Standard & Poor’s Ratings Services has assigned its ‘BB’ counterparty credit rating to Bay Point Re Ltd. and its ‘BB’ senior secured debt rating to Bay Point’s term loan debt facility of up to $125 million with a stable outlook.
“Bay Point is a limited-life, special-purpose Class 3 reinsurance company domiciled in Bermuda and set up specifically to offer quota share reinsurance to Harbor Point Re Ltd. (Harbor Point; A-/Stable/-),” S&P noted.
“The senior debt rating reflects the modeled risk inherent in writing property catastrophe business and to a lesser extent Bay Point’s delegation of underwriting authority to Harbor Point,” explained S&P credit analyst James Brender. “These positive factors are balanced by Harbor Point’s strong competitive position and risk management, good alignment of interests between Bay Point and its cedant, the unique structure of sidecars, and a low modeled probability of attachment.”
S&P also indicated: “Leverage and coverage were not considered explicitly as ratings factors due to Bay Point Re’s use of a trust structure. However, these factors indirectly affect the modeled results for a given capital structure and premium base. Bay Point Re may borrow up to $125 million from a consortium of banks for five years. The entity’s capital structure will include an equal amount of equity.
“The proceeds from capital raising transactions will be placed in a collateral account, which will provide Harbor Point with a source of indemnity cover for losses relating to its property catastrophe lines of business and other related lines. The duration of Bay Point’s assets will be consistent with that of its obligations.
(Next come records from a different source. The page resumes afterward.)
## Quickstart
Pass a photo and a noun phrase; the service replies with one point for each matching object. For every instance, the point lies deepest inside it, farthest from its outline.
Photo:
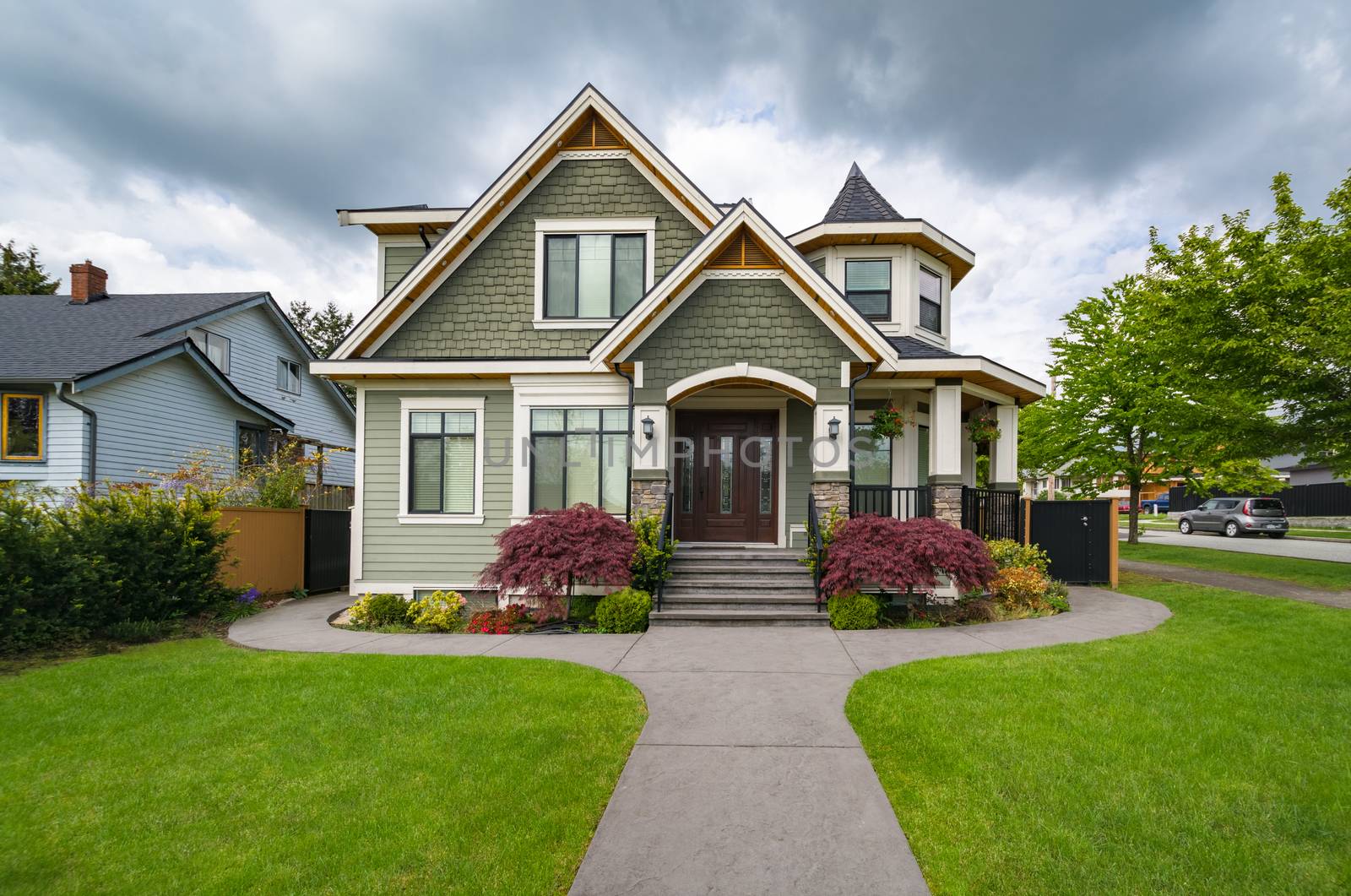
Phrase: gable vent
(743, 250)
(594, 134)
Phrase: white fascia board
(495, 199)
(403, 216)
(405, 368)
(973, 365)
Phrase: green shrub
(584, 607)
(88, 562)
(1008, 553)
(135, 633)
(378, 610)
(625, 611)
(438, 611)
(648, 564)
(853, 611)
(1057, 596)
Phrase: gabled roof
(47, 338)
(860, 200)
(466, 233)
(740, 225)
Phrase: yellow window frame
(4, 427)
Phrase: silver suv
(1236, 517)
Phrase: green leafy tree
(22, 274)
(323, 330)
(1125, 410)
(1269, 310)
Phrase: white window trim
(407, 405)
(646, 226)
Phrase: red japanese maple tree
(898, 554)
(553, 551)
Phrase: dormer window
(868, 285)
(592, 274)
(931, 301)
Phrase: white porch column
(946, 450)
(946, 434)
(1004, 464)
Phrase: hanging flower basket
(983, 426)
(888, 423)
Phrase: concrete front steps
(729, 585)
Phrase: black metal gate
(1077, 537)
(328, 549)
(992, 513)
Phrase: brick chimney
(88, 281)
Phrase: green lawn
(1172, 527)
(191, 767)
(1208, 756)
(1312, 573)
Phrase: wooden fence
(268, 547)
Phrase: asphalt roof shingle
(860, 200)
(46, 338)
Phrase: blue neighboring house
(98, 387)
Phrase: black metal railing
(902, 502)
(817, 545)
(992, 513)
(661, 540)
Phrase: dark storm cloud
(295, 110)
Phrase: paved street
(1251, 545)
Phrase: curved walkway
(747, 777)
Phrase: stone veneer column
(648, 493)
(947, 503)
(831, 493)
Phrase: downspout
(628, 465)
(94, 437)
(851, 384)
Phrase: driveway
(747, 777)
(1250, 545)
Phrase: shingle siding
(733, 321)
(486, 308)
(427, 554)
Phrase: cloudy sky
(193, 146)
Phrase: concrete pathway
(1251, 584)
(747, 777)
(1337, 551)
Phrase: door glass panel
(767, 470)
(724, 461)
(686, 484)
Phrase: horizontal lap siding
(426, 553)
(65, 443)
(257, 341)
(157, 418)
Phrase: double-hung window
(578, 456)
(594, 274)
(931, 301)
(442, 461)
(216, 348)
(288, 376)
(868, 285)
(20, 427)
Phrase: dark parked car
(1236, 517)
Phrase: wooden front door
(727, 476)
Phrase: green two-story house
(596, 329)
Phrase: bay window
(578, 456)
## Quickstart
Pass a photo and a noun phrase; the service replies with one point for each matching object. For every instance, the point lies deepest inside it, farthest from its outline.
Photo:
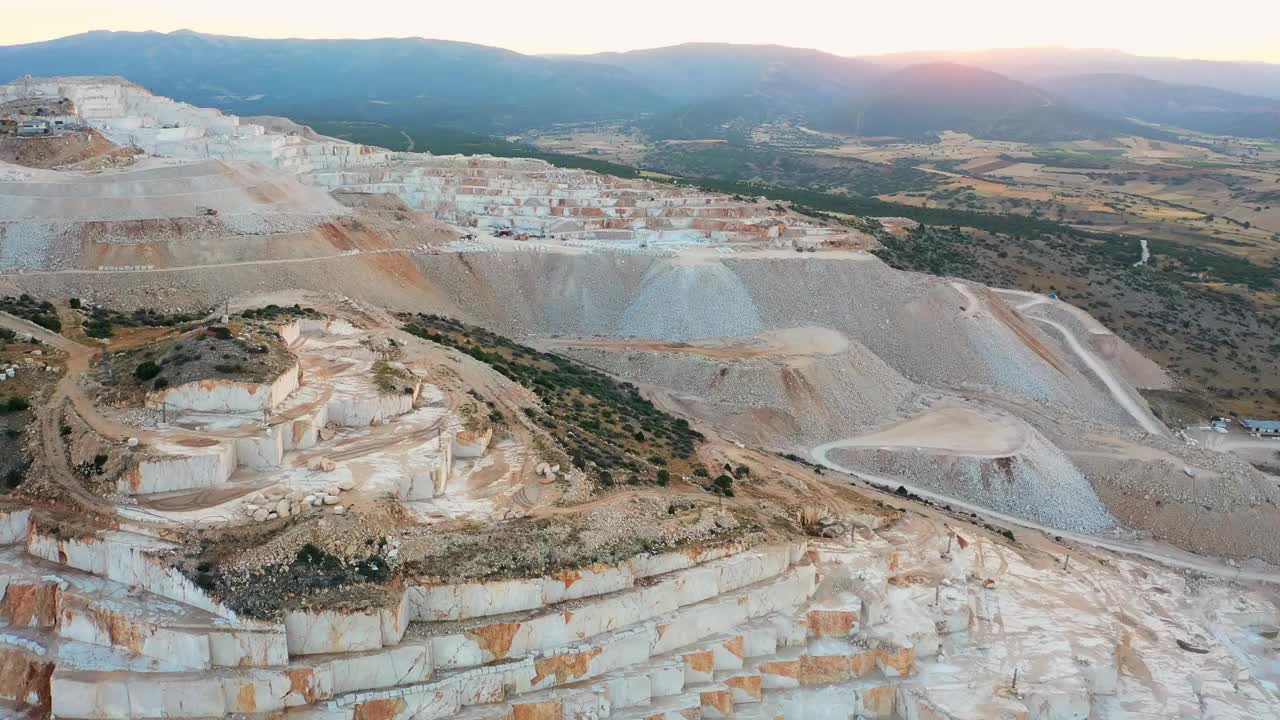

“Harbor Point will cede a portion of its premium from its property business to Bay Point through a quota share reinsurance treaty under which Bay Point’s liability will attach simultaneously with that of Harbor Point and otherwise follow the fortunes with respect to the business retroceded to Bay Point. The exact cession percentage will depend on Bay Point Re’s collateral and Harbor Point’s expected premium volume and probable maximum loss from a 1-in-100-year U.S. wind event and 1-in-250-year U.S. earthquake event. Initially, the quota share cession will be up to 50 percent.”